Politicians are not doctors, but they do need to mend abortion access in Australia

Politicians are not doctors, but they do need to mend abortion access in Australia

corbin

In Australia, we must consider our own complex and inconsistent abortion regulations, writes Bonney Corbin, from the country’s only national abortion provider, MSI Australia.

Bonney is MSI’s Head of Policy, and shares this piece in line with the release of the Australian Abortion Access Scorecard.

As this Roe Vs Wade doomsday passes by, Australia needs to step back and take stock.

Australia fortified abortion rights just five years ago.

At a bi-partisan Women’s Health Summit in Sydney in 2018, politicians met with community and sector leaders to co-design a long term vision.

 

Until that moment, it had been a tumultuous road for national women’s health. The National Women’s Health Strategy (2010-2020) had been scrapped following a change in Government in 2013.

That day, we sat in the dimly lit function room, mini escargots in hand, watching the women’s health landscape change before our eyes.

The then Health Minister, Greg Hunt, addressed the elephant in the room. He acknowledged that the previous women’s health strategy had been abandoned, and announced a new one.

The Summit marked the initial stages of a liberal framework to progress the health rights of all women, the National Women’s Health Strategy (2020-2030).

From 2018 until today, abortion law reforms have taken place in Queensland, the ACT, New South Wales, the Northern Territory, Western Australia and now South Australia.

Like dominoes, each State and Territory had removed parts of the criminal code which could jail a patient for accessing an abortion.

We celebrated the ‘decriminalisation of abortion’ across Australia. A misleading phrase.  

When abortion moved into health law, layers of regulation ensued. While patients were given the green light, caregivers, nurses and doctors hovered in the amber.

We were only removing parts of the code that referred to patients being criminalised. Why?

Politicians are not doctors.

Ideally, medical colleges would regulate abortion so that they can continually update clinical guidelines based on current medical evidence. Instead, State and Territory Governments over regulate abortion.

Abortion stigma is political.

During parliamentary debates on abortion law, against expert advice, politicians table obscure abortion law amendments. These last minute changes restrict, who, where and why an abortion can be provided.

Long after Twitter feeds stop chiming with Ruth Bader Ginsburg quotes, women across Australia wave through lists of hospitals and health services begging for someone to book them in for an abortion.

Those women face the wrath of abortion regulations.

I work for the only national abortion provider in Australia. There’s good reason why there is only one.

The complexities and inconsistencies of State and Territory abortion regulations means that abortion is a costly service to provide.

No jurisdiction fully funds abortion access throughout their state or territory. That means constant contact with distressed people who can’t afford essential healthcare.

Those of us working in abortion clinics sit surrounded by paperwork, deciphering the contradictions and nuances across a patchwork of legislation and regulation.

Each week, people in Australia fly thousands of kilometres to access abortion across jurisdictions. It may be the only option for their gestation, it may work better for their childcare or recovery support needs, or it may simply be more affordable.

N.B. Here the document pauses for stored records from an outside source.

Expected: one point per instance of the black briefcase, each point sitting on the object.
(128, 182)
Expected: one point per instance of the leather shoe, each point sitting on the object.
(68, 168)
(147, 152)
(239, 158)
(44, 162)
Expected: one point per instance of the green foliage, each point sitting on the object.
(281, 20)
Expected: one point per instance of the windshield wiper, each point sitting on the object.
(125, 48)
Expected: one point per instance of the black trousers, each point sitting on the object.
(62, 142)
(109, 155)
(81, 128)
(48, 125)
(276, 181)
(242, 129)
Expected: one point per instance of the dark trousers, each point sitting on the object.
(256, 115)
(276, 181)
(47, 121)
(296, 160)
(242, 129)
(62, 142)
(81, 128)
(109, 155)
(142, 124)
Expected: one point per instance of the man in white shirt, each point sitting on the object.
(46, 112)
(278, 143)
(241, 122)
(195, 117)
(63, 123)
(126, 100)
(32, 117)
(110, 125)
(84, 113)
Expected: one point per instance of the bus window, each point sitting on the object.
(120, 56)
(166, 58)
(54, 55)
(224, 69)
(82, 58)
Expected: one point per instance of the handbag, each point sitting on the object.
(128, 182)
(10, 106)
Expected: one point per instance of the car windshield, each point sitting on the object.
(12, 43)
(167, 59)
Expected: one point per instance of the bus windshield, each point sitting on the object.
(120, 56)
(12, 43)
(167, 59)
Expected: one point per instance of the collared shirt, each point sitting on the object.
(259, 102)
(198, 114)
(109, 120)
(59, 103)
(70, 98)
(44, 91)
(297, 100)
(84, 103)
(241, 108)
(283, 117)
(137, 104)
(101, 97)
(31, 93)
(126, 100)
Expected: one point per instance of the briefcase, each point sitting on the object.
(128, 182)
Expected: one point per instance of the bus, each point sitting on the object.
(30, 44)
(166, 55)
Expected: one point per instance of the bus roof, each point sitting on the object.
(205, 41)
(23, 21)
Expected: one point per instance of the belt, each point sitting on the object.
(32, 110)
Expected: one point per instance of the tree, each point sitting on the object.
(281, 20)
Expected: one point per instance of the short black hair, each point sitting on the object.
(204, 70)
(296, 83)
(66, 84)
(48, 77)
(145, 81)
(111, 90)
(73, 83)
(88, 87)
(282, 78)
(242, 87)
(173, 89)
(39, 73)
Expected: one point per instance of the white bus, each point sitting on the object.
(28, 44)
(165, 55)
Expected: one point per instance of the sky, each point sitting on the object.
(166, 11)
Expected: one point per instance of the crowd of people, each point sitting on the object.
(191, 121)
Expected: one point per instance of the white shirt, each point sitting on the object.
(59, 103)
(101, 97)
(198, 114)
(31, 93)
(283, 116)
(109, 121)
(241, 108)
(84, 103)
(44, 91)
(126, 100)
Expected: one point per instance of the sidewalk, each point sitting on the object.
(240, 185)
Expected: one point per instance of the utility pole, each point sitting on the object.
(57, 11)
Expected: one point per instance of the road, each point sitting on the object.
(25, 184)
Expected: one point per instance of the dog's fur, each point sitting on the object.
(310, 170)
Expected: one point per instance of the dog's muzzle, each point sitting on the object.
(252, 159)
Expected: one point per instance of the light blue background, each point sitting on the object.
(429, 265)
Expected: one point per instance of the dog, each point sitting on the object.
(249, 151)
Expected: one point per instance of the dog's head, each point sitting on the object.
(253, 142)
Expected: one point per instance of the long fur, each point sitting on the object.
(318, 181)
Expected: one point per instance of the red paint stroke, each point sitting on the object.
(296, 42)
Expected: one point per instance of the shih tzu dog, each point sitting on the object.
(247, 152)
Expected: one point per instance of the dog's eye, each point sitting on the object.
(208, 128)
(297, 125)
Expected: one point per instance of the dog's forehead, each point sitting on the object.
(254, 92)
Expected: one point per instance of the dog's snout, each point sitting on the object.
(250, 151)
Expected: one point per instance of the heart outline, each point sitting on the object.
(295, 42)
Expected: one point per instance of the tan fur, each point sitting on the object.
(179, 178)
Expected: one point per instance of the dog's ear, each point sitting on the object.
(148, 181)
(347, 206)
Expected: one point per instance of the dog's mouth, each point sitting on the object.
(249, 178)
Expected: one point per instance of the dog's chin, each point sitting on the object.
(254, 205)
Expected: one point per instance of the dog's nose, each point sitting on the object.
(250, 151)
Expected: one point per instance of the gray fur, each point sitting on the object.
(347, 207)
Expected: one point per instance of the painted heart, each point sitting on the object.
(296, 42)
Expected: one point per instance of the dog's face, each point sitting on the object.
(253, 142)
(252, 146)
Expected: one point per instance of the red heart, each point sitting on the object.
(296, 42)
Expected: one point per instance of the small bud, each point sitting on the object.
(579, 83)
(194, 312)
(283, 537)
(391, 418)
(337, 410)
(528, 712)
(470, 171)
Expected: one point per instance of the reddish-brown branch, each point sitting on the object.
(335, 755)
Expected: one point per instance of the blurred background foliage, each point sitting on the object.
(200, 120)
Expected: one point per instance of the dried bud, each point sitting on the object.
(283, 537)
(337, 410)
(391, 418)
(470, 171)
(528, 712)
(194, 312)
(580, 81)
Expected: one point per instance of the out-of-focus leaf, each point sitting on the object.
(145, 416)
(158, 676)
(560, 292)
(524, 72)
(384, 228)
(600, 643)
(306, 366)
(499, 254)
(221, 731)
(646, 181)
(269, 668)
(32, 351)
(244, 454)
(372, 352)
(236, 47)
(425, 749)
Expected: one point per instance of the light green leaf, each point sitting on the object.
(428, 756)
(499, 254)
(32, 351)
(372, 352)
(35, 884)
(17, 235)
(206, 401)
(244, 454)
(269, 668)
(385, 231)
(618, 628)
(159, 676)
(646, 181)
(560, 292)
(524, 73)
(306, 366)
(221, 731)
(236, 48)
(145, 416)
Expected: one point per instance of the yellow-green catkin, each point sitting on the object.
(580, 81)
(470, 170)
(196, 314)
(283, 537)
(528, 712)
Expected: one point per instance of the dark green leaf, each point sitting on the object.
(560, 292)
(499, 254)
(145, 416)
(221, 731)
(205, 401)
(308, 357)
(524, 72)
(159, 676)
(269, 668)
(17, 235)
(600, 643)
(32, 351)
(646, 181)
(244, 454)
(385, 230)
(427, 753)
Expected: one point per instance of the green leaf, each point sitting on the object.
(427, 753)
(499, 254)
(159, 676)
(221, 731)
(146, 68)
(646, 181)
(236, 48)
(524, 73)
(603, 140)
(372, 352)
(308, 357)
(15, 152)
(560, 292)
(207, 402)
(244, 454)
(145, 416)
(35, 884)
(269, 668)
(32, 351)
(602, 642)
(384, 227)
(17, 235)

Meanwhile, our Federal Government has one of the most progressive abortion policies in our region.

The National Women’s Health Strategy, founded on that landmark day in 2018, lists “equitable access to pregnancy termination services” as a key measure of success, with a vision for universal access to abortion in Australia by 2030.

Current barriers to abortion in Australia may be comparable to the US, but abortion rights are not.

Unlike the US, we have national leadership that offers a framework for universal access this decade.

Now we need the State and Territory Governments to come to the table. It’s time to mend Australia’s patchwork of abortion access.